Problem 1 :
The first term of an arithmetic progression is 6 and the common difference is 5. Find the arithmetic progression its general term.
Problem 2 :
Find the common difference and 15th term of an arithmetic progression :
125, 120, 115, 110,................
Problem 3 :
Which term of the arithmetic progression 24, 23¼, 22½, 21¾, ……… is 3?
Problem 4 :
Find the 12th term of the arithmetic progression ;
√2, 3√2, 5√2,..................
Problem 5 :
Find the 17th term of the arithmetic progression :
4, 9, 14,.................
Problem 6 :
How many terms are in the following arithmetic sequence ?
7, 11, 15,……………483
Problem 7 :
How many terms are there in the following Arithmetic progression ?
-16, -12, -8,……………16
Problem 8 :
The 10th and 18th terms of an arithmetic sequence are 41 and 73 respectively. Find the 27th term
Problem 9 :
Find n so that the nth terms of the following two arithmetic progressions are equal.

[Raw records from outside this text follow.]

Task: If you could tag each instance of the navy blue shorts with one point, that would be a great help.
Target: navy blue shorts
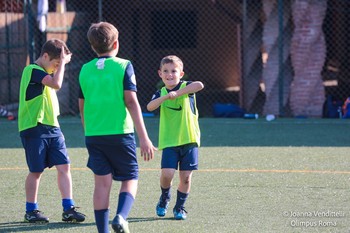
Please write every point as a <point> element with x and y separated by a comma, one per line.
<point>184,157</point>
<point>114,154</point>
<point>45,152</point>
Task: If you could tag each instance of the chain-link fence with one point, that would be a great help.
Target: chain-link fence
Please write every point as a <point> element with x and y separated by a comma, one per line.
<point>281,57</point>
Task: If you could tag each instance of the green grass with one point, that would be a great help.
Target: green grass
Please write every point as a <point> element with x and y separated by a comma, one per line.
<point>255,176</point>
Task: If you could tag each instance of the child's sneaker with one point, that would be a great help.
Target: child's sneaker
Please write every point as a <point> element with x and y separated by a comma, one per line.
<point>180,213</point>
<point>72,215</point>
<point>162,207</point>
<point>36,216</point>
<point>120,225</point>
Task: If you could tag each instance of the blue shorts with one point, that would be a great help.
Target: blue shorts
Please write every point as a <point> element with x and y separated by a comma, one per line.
<point>184,157</point>
<point>45,152</point>
<point>114,154</point>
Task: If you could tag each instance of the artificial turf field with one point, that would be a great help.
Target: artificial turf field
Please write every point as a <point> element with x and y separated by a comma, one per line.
<point>287,175</point>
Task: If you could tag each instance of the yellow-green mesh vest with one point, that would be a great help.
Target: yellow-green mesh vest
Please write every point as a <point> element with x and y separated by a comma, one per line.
<point>105,112</point>
<point>43,108</point>
<point>178,124</point>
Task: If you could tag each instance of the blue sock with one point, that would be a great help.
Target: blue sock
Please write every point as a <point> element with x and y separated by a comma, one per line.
<point>67,204</point>
<point>102,220</point>
<point>181,199</point>
<point>166,194</point>
<point>30,207</point>
<point>125,202</point>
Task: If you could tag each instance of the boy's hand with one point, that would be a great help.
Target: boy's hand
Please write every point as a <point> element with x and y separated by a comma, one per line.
<point>172,95</point>
<point>147,149</point>
<point>65,58</point>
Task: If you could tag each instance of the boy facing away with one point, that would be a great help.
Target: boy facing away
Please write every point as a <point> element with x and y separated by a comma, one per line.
<point>179,134</point>
<point>41,136</point>
<point>110,109</point>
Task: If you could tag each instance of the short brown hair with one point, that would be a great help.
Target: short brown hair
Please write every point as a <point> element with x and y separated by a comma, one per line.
<point>53,48</point>
<point>171,59</point>
<point>102,36</point>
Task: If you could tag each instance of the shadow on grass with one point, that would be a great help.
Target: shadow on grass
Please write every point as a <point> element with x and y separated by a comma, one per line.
<point>130,220</point>
<point>24,227</point>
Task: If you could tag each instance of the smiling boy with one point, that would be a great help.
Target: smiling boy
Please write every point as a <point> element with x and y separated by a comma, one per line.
<point>179,133</point>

1, 7, 13, 19,................
and
100, 95, 90,................
Problem 10 :
How many two digit numbers are divisible by 13?
Problem 1 :
The first term of an arithmetic progression is 6 and the common difference is 5. Find the arithmetic progression its general term.
Solution :
a1 = 6
d = 5
Arithmetic Progression :
a1, (a1 + d), (a1 + 2d), (a1 + 3d),....................
Substitute 6 for a1 and 5 for d.
6, (6 + 5), (6 + 2 ⋅ 5), (6 + 3 ⋅ 5),....................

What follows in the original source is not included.